J’ai d’abord réfléchi : est-ce que je voulais vraiment me relancer sur un marathon, sur du bitume ? 42,195 kilomètres, c’est long. Très long. J’ai toujours préféré courir sur les petits chemins forestiers ou mieux encore, en montagne. Pourtant, j’avais adoré préparer le marathon de Paris en 2022 parce que j’étais entourée de copines formidables, et que c’était un projet partagé. Mais l’expérience du bitume sur 42,195 km, si elle est satisfaisante à l’arrivée, a laissé des traces. Sur mes tendons d’abord, qui ont souffert, ensuite sur mon mental, que je n’ai pas toujours trouvé à la hauteur. Alors dans l’absolu, recommencer sur route, non, mais dans ces conditions historiques : oui ! Côtoyer les Jeux, bien sûr que ça ne se refuse pas. Humer le parfum olympique me semble tellement improbable étant donné ma trajectoire… Le parcours nous emmènera de l’Hôtel de Ville jusqu’à Versailles, et retour aux Invalides, avec un départ à 21 heures, ce même parcours qu’auront emprunté le matin les « vrais » athlètes olympiques masculins (tandis que les femmes partiront le lendemain matin, pour la clôture des Jeux). Je vais pouvoir fouler le sol que la légende Kipchogé aura foulé le matin même.

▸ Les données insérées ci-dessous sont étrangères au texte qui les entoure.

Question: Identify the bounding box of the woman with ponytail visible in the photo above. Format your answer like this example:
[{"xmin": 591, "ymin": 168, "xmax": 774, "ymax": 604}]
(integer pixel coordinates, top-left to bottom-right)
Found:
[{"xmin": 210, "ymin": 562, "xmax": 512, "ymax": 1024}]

Quand j’ai déconnecté il y a quelques années, je n’aurais jamais imaginé que ma vie changerait à ce point-là. J’ai pris conscience que je n’avais pas seulement une tête mais aussi un corps, et qu’il serait peut-être temps de m’y intéresser et de ne pas le laisser assis toute la journée face à un écran. En me coupant des réseaux, j’ai eu envie d’aller voir ailleurs. Pas nécessairement très loin. Mais quand même de plus en plus loin. Juste en chaussant mes baskets. Puis en accrochant des dossards, histoire de pimenter les sorties. De trail en aiguilles, j’ai musclé mon horizon, je lui ai donné de la verticalité sur les sentiers de montagne, j’ai découvert un sport à portée de lacets, abordable sans expérience préalable, où j’ai progressé au fil des années alors qu’à cinquante ans passés, rien n’était gagné. C’est un peu comme si j’avais posé le pied sur un nouveau continent, nouveau continent où je peux me réinventer, faire défiler les kilomètres plutôt que les années, me réconcilier avec mon âge. Alors définitivement, oui, ce marathon pour tous sera aussi pour moi.